1028_26.jpegM. Bernard Foucher est un viticulteur bouilleur de cru qui a eu au cours des dix dernières années une réflexion technique globale au niveau de l’aménagement de son chai de vinification. Les différentes transformations de l’installation vinaire ont été abordées avec à la fois un souci de réalisme économique et une volonté de s’engager dans une démarche de recherche de qualité. La production de vins de distillation des 35 hectares de vignes est aujourd’hui vinifiée avec des moyens technologiques performants au niveau du pressurage mais aussi durant la conduite des fermentations alcooliques. La mise en œuvre d’une réflexion globale a conduit ce bouilleur de cru à créer dès 1996 une unité de pressurage en commun avec un voisin et plus récemment à équiper une partie de sa cuverie d’une installation de maîtrise thermique performante.

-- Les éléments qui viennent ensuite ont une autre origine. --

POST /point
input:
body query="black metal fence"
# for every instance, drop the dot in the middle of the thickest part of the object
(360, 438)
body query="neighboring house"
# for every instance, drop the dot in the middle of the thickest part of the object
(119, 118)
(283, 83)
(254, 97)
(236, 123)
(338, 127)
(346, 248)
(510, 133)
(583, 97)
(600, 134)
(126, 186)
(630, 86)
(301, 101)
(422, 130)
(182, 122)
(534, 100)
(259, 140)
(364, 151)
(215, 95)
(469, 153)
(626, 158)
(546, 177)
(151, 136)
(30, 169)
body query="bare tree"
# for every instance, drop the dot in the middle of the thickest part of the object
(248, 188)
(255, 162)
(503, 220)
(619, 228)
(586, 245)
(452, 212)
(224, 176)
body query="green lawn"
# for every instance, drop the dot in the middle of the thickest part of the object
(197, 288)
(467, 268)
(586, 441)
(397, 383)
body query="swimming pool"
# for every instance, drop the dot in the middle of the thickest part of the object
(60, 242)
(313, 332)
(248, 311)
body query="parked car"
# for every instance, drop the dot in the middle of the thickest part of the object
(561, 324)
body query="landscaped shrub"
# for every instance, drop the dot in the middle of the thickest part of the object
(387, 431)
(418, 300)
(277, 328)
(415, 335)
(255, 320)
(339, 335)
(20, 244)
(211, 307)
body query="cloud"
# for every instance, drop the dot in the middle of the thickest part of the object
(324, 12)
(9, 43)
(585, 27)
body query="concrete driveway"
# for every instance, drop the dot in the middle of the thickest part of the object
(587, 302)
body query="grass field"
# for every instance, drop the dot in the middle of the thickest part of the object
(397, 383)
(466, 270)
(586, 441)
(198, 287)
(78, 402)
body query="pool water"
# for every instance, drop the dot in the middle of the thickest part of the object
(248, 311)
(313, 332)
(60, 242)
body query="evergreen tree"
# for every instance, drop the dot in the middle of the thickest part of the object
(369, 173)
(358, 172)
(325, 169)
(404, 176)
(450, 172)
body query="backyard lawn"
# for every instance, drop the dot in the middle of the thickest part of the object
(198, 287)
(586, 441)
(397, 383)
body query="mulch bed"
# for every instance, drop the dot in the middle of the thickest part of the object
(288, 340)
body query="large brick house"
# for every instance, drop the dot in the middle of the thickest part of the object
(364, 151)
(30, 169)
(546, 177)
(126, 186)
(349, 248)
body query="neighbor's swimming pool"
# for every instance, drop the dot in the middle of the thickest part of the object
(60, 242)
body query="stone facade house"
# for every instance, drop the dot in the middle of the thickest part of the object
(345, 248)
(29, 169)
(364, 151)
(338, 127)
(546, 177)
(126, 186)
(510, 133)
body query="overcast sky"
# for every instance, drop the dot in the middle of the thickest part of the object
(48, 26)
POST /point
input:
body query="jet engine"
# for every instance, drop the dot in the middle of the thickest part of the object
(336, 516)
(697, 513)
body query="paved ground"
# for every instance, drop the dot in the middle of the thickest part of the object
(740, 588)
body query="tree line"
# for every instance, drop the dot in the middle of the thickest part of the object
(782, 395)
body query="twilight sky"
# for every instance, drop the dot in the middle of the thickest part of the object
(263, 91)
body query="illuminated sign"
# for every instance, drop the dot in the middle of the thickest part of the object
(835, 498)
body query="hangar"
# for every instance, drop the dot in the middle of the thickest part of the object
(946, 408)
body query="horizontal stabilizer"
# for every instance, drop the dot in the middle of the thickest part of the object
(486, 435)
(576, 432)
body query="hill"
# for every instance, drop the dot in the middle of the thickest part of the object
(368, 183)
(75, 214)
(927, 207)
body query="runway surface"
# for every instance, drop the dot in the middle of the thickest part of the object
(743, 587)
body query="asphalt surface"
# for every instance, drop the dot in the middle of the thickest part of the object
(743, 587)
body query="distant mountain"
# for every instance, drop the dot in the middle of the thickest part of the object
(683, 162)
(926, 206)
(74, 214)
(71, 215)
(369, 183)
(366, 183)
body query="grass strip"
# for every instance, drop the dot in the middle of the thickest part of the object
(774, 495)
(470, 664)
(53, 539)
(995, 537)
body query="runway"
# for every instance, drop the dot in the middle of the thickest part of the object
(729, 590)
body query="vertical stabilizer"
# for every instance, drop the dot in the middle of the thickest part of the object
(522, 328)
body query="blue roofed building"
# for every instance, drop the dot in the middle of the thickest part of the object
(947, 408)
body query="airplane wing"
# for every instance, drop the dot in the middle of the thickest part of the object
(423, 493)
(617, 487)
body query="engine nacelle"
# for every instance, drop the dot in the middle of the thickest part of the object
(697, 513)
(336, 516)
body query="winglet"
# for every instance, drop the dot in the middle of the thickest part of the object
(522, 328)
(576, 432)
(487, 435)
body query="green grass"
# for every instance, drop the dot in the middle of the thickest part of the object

Les méthodes de travail au niveau de la conduite des vinifications mise en œuvre sur cette exploitation ont considérablement évolué car M. B. Foucher a toujours souhaité consacrer plus de temps aux tâches essentielles. D’une manière générale, les technologies mises en œuvre pour la conduite des vinifications sont en phase avec les réflexions qualitatives actuelles et elles correspondent aussi aux attentes qualitatives du principal acheteur. Les investissements nécessaires à l’aménagement du chai ont toujours été réalisés avec un objectif double de recherche d’efficacité technique et économique. Les infrastructures de vinification actuelles permettent de mieux s’adapter au contexte de millésimes atypiques comme par exemple en 2003, et ce bouilleur de cru mobilise toute son énergie pour essayer de « chasser les arômes ».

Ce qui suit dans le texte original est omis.